La felicità privata quindi dipende dalla felicità pubblica e dalla possibilità delle persone di poter contribuire alla seconda. Albert Otto Hirschman direbbe che siamo entrati in un ciclo in cui le persone sono pronte a impegnarsi per la felicità pubblica perché hanno capito l'incidenza che essa ha sulla felicità privata. Siamo legati da un destino comune, aggiungerebbe Calamandrei. Si progredisce solo insieme, ci si salva solo insieme. Ripristinare le relazioni solidali orizzontali tra le persone e la capacità di cooperare delle persone sono gli ingredienti sui quali i poteri pubblici devono investire per adeguare il proprio ruolo alle sfide del XXI secolo. Siamo nell'età della diffusione delle conoscenze e delle competenze, mentre l'amministrazione attuale è stata concepita nell'Ottocento come una piattaforma chiusa ed elitaria in cui concentrare competenze e conoscenze. Oggi deve diventare una piattaforma aperta che offre gli strumenti e le opportunità alle persone e alla società di dare risposte mettendo a fattor comune le competenze e conoscenze individuali.

Politiche culturali di co-produzione e governance
Fare politiche culturali oggi significa poi integrare politiche pubbliche diverse (i.e. servizi pubblici, urbanistica, periferie, integrazione, coesione sociale, formazione anche professionale) e utilizzare tecniche di co-produzione e governance.
Bisogna abbandonare la visione solipsistica e a canne d'organo delle politiche pubbliche, soprattutto di quelle urbane. I bisogni delle persone richiedono risposte integrate e complete, centrate sul mutuo soccorso. Servono luoghi, laboratori dove questa integrazione può avvenire e le persone possono incontrarsi per conoscersi, collaborare e cooperare.

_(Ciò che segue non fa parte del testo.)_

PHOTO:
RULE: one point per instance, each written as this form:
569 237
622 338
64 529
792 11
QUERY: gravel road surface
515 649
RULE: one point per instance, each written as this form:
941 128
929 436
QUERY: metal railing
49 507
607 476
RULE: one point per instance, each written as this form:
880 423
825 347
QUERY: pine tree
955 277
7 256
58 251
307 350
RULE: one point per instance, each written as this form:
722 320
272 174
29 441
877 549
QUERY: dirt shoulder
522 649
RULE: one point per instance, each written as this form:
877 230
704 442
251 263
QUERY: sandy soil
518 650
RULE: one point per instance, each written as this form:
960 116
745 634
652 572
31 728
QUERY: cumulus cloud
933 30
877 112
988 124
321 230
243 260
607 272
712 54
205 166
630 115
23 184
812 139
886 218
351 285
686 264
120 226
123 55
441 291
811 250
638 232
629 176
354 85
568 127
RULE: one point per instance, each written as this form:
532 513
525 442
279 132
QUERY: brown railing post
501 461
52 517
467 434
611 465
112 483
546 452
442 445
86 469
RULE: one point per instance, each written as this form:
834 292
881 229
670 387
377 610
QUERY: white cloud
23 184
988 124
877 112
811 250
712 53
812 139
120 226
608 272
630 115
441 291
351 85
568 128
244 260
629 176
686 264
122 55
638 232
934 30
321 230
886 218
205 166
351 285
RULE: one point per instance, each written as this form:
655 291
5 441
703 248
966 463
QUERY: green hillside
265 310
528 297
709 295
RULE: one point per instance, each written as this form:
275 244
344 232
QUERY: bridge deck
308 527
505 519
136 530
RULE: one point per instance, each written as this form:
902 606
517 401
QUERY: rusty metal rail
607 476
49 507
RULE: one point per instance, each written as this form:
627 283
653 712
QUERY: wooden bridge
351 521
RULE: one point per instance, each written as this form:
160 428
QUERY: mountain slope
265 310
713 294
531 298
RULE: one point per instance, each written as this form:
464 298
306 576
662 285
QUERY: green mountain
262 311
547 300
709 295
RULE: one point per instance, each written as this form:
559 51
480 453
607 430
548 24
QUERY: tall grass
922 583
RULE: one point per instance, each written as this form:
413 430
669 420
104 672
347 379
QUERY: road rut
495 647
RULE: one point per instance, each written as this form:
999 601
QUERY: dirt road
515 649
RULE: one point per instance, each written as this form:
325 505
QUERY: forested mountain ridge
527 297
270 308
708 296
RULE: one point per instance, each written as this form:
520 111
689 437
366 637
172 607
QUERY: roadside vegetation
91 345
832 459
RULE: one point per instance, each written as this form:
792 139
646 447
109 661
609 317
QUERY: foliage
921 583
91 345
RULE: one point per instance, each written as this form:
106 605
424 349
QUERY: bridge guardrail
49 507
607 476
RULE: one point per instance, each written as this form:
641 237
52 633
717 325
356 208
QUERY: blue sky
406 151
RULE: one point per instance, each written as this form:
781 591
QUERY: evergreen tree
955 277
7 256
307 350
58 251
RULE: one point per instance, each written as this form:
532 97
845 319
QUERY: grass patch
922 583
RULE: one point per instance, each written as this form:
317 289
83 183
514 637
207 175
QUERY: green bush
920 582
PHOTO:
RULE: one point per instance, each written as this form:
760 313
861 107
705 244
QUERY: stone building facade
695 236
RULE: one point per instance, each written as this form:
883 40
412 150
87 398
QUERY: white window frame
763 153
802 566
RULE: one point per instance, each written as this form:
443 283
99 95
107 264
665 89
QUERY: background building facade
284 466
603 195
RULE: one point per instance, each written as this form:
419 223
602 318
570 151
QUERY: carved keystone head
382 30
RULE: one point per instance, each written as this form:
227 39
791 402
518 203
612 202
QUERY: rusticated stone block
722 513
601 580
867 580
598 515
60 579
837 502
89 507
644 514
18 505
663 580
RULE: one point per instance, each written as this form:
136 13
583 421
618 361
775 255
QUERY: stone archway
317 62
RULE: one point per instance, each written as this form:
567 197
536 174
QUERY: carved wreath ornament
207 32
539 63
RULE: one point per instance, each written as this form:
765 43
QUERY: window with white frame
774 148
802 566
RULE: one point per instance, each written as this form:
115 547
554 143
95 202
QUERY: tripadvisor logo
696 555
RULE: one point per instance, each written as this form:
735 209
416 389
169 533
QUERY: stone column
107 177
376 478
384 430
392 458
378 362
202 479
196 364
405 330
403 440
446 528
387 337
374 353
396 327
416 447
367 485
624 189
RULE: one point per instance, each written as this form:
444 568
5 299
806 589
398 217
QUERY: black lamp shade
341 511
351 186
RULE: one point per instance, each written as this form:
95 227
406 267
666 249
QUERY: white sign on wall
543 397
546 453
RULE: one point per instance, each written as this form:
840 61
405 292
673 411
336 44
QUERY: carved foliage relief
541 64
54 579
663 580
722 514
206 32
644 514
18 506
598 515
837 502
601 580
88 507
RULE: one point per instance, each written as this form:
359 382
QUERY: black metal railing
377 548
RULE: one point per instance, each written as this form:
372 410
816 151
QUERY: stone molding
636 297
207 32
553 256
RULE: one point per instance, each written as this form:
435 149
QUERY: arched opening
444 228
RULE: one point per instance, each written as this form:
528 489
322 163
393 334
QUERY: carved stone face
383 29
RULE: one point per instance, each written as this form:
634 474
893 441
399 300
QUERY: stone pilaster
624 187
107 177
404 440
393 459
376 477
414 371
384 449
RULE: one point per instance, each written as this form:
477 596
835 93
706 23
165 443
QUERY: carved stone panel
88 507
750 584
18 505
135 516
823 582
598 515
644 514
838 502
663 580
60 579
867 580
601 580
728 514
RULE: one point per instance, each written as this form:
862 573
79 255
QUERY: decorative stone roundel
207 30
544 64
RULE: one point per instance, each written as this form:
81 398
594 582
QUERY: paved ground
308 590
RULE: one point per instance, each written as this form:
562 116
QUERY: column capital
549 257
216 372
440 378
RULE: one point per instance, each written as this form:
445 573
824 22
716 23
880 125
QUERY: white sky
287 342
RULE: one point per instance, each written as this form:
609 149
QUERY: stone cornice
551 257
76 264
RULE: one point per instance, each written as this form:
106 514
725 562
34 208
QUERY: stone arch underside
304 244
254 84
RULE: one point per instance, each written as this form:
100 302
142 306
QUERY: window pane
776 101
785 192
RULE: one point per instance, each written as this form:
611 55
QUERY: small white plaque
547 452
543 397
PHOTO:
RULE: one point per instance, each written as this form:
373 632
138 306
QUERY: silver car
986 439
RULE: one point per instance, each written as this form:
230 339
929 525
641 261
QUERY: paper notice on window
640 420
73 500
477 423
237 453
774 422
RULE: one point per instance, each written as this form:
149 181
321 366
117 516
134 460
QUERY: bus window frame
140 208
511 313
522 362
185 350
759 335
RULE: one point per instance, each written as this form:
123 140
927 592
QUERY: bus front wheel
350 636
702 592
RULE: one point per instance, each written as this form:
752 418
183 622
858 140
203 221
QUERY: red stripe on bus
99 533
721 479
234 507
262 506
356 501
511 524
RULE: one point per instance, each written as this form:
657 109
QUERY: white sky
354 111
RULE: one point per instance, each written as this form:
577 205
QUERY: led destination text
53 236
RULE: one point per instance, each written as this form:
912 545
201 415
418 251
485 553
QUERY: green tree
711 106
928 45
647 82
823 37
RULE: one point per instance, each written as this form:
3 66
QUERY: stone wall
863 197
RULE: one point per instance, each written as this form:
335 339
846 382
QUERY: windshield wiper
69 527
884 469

Ad esempio, a Malmö l'ammnistrazione intende lanciare con la collaborazione di operatori privati un progetto di restauro e riqualificazione di edifici costruiti negli anni Settanta. La città intende lavorare con processi bottom-up e di empowerment dei cittadini. Fra le varie azioni si metterà in piedi un "atelier" incentrato su riqualificazione edilizia e acquisizione di conoscenze e competenze per immigrati che non conoscono ancora la lingua e disoccupati di lungo termine, visto che questi edifici sono in zone "difficili" della città. A Malmö sono già operativi due "living labs" Fabriken the Factory dove le persone imparano arti e mestieri e Fabriken The Neighborhood che si occupa più nello specifico di servizi e manutenzione per il quartiere.
Una Fabriken è stata attivata per supportare il lavoro di una NGO di donne immigrate. Particolarmente interessante è anche il metodo di lavoro che viene utilizzato per mettere in piedi le varie Fabriken.

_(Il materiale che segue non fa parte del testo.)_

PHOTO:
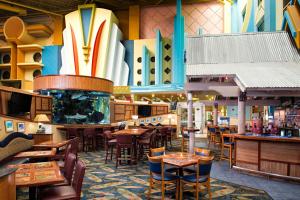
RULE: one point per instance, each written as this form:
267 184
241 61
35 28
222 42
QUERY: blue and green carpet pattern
104 181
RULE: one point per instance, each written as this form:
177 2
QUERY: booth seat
11 145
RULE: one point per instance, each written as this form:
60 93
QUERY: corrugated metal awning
252 75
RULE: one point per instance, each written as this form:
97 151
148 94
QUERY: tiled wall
208 16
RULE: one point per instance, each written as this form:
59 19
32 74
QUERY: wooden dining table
51 144
37 154
184 159
33 175
133 132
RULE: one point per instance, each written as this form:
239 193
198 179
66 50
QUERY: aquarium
79 107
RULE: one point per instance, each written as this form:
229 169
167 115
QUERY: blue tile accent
158 59
252 25
270 15
290 24
145 67
86 14
129 54
178 71
51 57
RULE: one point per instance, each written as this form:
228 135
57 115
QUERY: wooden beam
134 22
31 7
19 11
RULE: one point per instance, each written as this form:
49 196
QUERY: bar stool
225 144
89 139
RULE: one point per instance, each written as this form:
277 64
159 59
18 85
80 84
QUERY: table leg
32 193
191 141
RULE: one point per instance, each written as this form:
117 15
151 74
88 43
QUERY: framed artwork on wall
21 127
9 126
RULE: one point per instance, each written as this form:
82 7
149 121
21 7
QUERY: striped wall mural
92 45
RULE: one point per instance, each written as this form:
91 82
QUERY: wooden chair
157 151
200 152
160 176
125 145
201 177
109 144
145 142
227 144
71 133
184 139
72 191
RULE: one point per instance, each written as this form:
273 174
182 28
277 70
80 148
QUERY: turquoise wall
51 57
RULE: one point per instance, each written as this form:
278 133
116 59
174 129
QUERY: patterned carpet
104 181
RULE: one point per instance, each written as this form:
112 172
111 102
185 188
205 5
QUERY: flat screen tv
19 104
144 110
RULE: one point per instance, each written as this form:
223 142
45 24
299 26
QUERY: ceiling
65 6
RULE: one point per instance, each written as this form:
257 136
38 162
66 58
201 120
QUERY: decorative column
215 114
190 121
242 112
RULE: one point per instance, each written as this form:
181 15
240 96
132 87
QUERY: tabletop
37 174
51 144
183 159
134 132
191 129
36 154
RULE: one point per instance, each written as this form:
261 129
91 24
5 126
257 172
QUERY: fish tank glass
79 107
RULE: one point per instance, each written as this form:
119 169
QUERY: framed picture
9 126
21 127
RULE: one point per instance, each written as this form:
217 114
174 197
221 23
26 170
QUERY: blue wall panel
51 57
129 54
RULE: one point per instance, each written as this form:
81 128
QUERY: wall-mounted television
19 104
144 110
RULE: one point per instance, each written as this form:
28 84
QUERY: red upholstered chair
72 133
125 144
109 143
61 163
69 167
75 146
66 192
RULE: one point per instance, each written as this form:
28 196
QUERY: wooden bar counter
268 155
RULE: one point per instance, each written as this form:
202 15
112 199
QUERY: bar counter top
269 155
266 137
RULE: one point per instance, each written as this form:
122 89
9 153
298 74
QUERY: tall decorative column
190 121
215 114
178 72
242 112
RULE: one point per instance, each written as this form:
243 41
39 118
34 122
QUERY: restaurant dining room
158 99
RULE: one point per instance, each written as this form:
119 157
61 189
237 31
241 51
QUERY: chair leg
111 152
197 191
150 187
208 189
181 190
222 152
106 155
162 190
177 189
230 156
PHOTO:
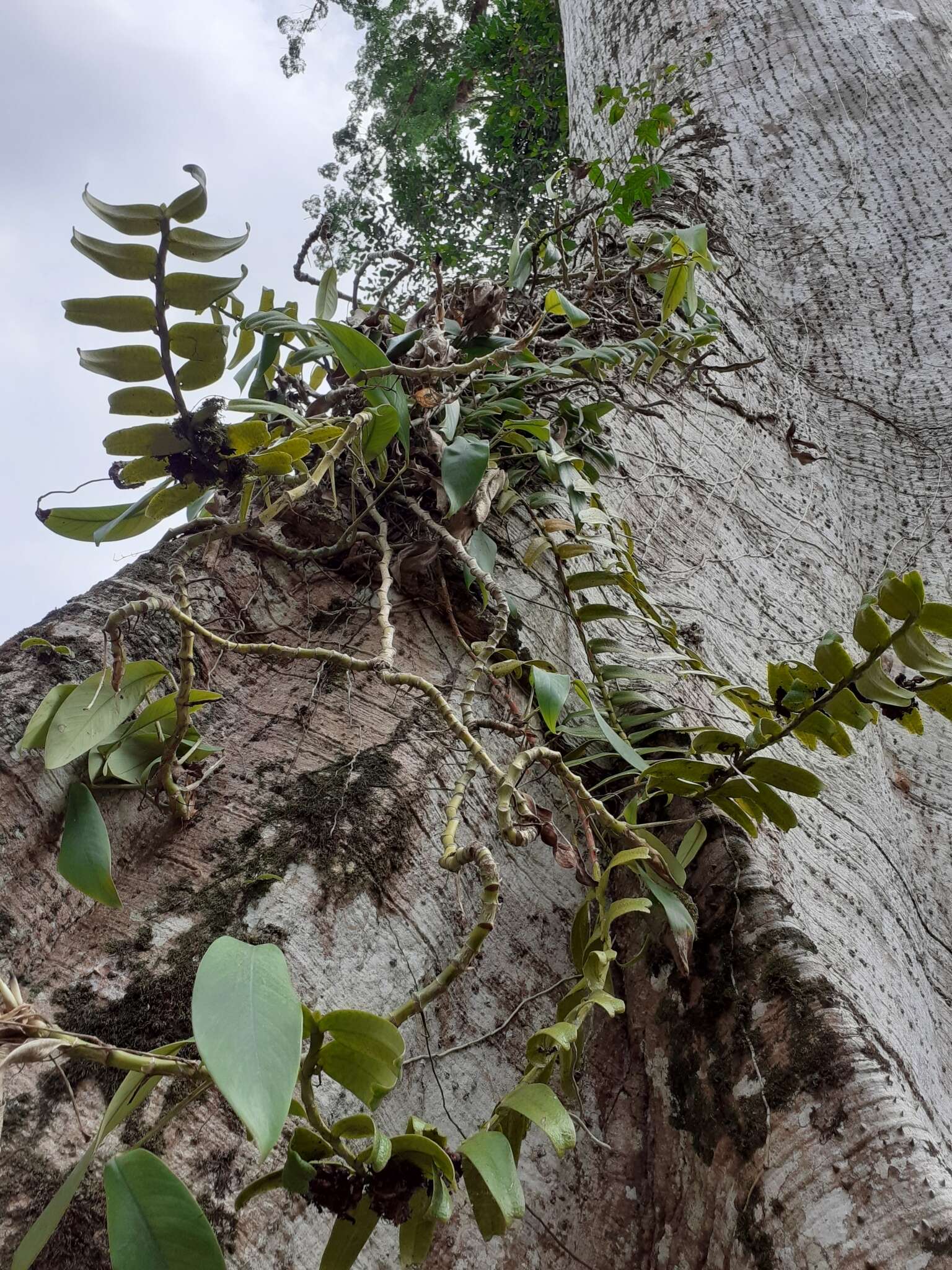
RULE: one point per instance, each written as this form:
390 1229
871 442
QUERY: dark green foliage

Amministrare in modo orizzontale, paritario e aperto
Bisogna quindi puntare sulla creazione di laboratori di co-design e su processi di co-produzione dove si cerca di progettare e costruire nuovi servizi e prodotti facilitando la collaborazione tra cittadini, NGOs, aziende, istituzioni pubbliche e università. Una politica culturale di nuovo conio deve dunque partire da iniziative bottom-up e cercare di capire come supportarle e renderle sostenibili a lungo termine lavorando assieme ad altre istituzioni, aziende, non profit.
Per realizzare tutto questo, le istituzioni devono rinunciare al monopolio della cura dell'interesse generale e accettare l'idea che devono allearsi con la società, in tutte le sue articolazioni. Occorre introdurre nel dibattito pubblico relativo alla tutela, gestione e manutenzione dei beni culturali in Italia principi, strumenti e modelli organizzativi ispirati a tecniche di governance.

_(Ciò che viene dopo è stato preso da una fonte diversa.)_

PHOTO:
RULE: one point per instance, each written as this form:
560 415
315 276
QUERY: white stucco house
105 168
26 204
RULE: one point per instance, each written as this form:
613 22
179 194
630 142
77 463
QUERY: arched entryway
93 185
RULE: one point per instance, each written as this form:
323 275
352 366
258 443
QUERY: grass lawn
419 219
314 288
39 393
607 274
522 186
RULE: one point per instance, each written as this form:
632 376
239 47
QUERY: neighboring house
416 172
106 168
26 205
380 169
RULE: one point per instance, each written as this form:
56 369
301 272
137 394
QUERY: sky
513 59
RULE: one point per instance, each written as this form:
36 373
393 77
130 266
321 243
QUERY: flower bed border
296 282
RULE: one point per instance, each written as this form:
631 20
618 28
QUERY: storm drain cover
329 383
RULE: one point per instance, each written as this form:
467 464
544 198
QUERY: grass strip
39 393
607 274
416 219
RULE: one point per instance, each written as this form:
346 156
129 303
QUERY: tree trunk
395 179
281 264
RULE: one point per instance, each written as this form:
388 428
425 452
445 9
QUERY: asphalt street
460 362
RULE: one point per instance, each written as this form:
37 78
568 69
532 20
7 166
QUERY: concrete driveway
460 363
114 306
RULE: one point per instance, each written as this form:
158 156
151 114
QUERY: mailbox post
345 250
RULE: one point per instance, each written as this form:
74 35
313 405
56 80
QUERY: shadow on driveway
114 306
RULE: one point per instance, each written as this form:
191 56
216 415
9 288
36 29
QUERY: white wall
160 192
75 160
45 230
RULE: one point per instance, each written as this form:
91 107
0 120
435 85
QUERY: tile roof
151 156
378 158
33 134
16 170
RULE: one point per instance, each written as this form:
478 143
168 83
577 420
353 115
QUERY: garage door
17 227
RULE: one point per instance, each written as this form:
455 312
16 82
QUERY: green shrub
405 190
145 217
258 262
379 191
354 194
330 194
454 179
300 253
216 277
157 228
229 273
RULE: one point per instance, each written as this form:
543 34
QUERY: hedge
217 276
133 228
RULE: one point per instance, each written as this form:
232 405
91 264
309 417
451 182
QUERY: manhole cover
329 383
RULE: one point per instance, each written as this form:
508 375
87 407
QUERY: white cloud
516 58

Al contrario delle tecniche di government, le tecniche di governance sono caratterizzate da paritarietà, orizzontalità e apertura verso comunità territoriali e società civile locale. Esse fanno perno sulla collaborazione tra i diversi attori (istituzionali o sociali) ai fini della realizzazione di scopi di interesse generale (1). La matrice di tutti gli strumenti di governance è proprio quella di far partire dal basso la scelta pubblica e di fare leva su soluzioni imperniate sulla collaborazione dei diversi attori in gioco, pubblici e privati, con scopo di lucro e non profit, istituzionali e di comunità, locali e globali.
Di esempi ce ne sono tanti. Coinvolgimento del terzo settore e del mondo del volontariato nella erogazione dei servizi culturali (volontariato culturale, Musei aperti con il Touring, Legambiente).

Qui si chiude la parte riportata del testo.